Statoil said late on Tuesday that 1.6 cubic metres of hydraulic oil was spilled from the Eirik Raude rig at its Guovca prospect, probably caused by a leak from a hydraulic hose. Statoil has halted drilling to investigate the problem. The government requires that oil and gas activities in the Barents Sea have "zero emissions".
Prime Minister Kjell Magne Bondevik told parliament's weekly question time that the spill was "quite unacceptable" and said he had demanded a report from the state environmental protection agency.
But he said the government would not withdraw state-controlled Statoil's permit to drill in the Barents Sea, where petroleum activities resumed this year after the government ended a two-year ban in December 2003.
The opposition Socialist Left Party urged Bondevik to outlaw further drilling in the Barents Sea, saying the leak showed that oil companies were unable to keep promises of zero emissions.
"Today the...demands are among the strictest in the world," Environment Minister Knut Arild Hareide told parliament. "We set environmental demands and they have to be met.
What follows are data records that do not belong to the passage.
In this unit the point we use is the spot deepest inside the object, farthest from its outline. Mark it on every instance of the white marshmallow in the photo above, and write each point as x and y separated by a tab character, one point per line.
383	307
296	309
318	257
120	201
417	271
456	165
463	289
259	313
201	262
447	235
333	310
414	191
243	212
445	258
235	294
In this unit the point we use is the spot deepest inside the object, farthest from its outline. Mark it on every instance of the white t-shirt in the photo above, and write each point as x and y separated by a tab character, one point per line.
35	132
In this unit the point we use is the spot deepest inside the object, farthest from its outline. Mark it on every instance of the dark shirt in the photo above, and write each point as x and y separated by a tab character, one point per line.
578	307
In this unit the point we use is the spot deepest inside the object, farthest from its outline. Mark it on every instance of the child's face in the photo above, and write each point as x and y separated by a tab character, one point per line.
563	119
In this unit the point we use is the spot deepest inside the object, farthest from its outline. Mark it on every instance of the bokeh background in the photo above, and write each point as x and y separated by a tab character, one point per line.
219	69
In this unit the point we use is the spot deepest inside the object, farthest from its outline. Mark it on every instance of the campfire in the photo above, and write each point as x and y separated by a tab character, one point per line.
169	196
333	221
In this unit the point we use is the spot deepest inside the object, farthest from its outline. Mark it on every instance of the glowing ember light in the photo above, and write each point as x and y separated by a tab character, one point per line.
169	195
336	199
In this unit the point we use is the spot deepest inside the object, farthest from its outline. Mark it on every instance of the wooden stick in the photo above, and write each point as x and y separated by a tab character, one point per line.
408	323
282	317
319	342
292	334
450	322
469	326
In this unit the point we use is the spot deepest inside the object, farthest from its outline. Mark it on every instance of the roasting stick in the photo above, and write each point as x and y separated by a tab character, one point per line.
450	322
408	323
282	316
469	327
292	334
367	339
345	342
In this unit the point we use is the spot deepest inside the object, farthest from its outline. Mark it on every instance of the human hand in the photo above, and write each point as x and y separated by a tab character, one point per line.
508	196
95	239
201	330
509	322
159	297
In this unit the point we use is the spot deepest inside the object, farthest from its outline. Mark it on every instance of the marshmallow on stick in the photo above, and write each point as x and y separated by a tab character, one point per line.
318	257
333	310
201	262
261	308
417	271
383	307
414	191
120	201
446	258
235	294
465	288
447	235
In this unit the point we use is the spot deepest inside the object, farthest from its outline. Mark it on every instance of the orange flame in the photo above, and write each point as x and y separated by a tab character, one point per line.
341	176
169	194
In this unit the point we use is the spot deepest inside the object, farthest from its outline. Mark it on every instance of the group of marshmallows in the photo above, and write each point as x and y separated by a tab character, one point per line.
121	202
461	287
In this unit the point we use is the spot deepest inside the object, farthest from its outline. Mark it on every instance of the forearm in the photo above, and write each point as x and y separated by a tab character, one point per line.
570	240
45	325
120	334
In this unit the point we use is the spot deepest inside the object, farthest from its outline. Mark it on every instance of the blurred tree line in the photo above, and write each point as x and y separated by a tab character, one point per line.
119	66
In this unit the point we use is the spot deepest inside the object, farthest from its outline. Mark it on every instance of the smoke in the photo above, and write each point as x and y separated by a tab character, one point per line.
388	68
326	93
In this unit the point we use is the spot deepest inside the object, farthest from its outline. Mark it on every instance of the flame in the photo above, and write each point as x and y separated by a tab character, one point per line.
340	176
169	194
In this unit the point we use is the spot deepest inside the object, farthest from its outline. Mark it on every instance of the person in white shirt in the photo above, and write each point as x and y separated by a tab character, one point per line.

If they aren't it will have consequences."
It was the third Barents Sea leak reported this year from Ocean Rig's Eirik Raude rig.
POLICE?
Environmental group Bellona said it would report the leak to the police and called it "wholly unacceptable".
Many environmental groups strongly opposed the resumption of exploration in the Barents Sea, saying that is a key spawning ground for cod and other fish. And birds like puffins and cormorants nest along the coasts.
Statoil's exploration vice president for the Norwegian continental shelf Tim Dodson said in a statement: "We take a very serious view of the incident."
"We have stopped the drilling...so we will have a time-out now and look further into this before we continue," Statoil's spokesman Kristofer Hetland said.
The well spudded on April 2 is the second to be drilled in the Norwegian sector of the Barents Sea since the Arctic activity ban ended.
Last month, Norsk Hydro completed the first new Barents well since the ban ended, but it found only traces of oil and not producible amounts.
Oil firms are looking further north because finds further south in the North Sea and Norwegian Sea are getting scarce. Norway is the world's number three oil exporter behind Saudi Arabia and Russia, pumping about 3 million barrels per day.
Statoil has said it plans to drill two Barents wells this year, and Italy's Eni has also said it will drill an Arctic well at its Goliat prospect if it can secure a rig.
Statoil shares traded off 0.2 percent at 111.25 Norwegian crowns ($17.63) at 0930 GMT, underperforming a 0.3 percent rise by the Oslo benchmark index. Ocean Rig shares were down one percent at 41.3 crowns.